I was born in Strasbourg (France) and obtained my Biotechnology Master from Mannheim University of Applied Sciences (Germany).

Research interest

In my PhD projects in Uwe's and Nicola's labs, I develop and apply novel experimental methods for high-throughput functional genomics, specifically for the identification of novel metabolic enzymes. Furthermore, I am interested in whether catalytic promiscuity is a more widespread property of enzymes than it is currently appreciated.
The methods I develop rely on both targeted and non-targeted mass spectrometry.

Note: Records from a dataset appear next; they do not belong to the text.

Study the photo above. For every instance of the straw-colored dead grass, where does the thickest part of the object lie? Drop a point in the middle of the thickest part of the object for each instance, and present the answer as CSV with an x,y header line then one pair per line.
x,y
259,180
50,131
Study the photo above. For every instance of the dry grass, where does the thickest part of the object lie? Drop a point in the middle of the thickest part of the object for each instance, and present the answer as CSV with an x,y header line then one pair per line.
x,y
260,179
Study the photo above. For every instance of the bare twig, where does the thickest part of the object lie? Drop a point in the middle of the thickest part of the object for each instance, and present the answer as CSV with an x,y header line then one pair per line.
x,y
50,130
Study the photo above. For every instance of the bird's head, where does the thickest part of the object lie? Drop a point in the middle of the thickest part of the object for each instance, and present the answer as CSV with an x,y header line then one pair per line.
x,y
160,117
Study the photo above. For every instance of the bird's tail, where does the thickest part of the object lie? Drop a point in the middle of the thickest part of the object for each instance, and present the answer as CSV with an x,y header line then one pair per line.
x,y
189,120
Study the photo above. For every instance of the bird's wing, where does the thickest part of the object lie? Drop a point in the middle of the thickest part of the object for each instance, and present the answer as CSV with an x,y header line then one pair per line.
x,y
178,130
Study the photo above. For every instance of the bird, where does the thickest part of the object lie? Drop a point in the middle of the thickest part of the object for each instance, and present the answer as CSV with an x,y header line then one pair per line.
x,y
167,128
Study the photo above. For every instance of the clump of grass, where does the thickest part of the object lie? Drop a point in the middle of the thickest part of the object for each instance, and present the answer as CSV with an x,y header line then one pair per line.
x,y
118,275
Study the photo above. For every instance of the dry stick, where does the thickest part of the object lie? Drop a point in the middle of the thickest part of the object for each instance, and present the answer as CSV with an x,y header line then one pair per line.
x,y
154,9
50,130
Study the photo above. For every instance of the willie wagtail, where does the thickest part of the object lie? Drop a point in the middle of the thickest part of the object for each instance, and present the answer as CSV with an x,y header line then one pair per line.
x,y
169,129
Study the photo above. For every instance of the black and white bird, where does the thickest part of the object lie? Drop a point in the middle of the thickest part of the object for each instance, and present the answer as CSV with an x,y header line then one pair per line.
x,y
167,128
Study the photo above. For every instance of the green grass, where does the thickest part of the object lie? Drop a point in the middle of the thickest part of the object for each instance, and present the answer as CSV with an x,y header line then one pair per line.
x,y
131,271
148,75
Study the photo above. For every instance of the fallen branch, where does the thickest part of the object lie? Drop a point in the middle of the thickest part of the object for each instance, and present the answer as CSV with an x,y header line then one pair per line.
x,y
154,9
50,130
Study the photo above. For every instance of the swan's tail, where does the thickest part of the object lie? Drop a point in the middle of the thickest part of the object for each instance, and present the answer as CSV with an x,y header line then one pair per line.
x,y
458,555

In detail, I use in vitro metabolomics to analyze the consequences of perturbing a complex mixture of metabolites with purified proteins. Differential metabolite levels upon incubation with a protein are a direct and unmediated readout for catalytic activity and can be used to infer both the function of uncharacterized proteins as well as promiscuous activities of 'known' enzymes.
Finally, I integrate any identified novel or promiscuous activities into current genome-scale metabolic models to assess their biological relevance in a systems context.
As a side project, I am interested in how different stress situations - e.g. osmotic stress, heat stress, oxidative stress - affect the metabolic state of various organisms.

Student projects

Thesis or semester projects (3 to 6 months) are currently available! Possible projects may involve functional characterization of novel enzymes using state-of-the-art mass spectrometry, genome-scale screening experiments of expression libraries or high-throughput data analysis. Interested? Contact me by email or drop by for a coffee!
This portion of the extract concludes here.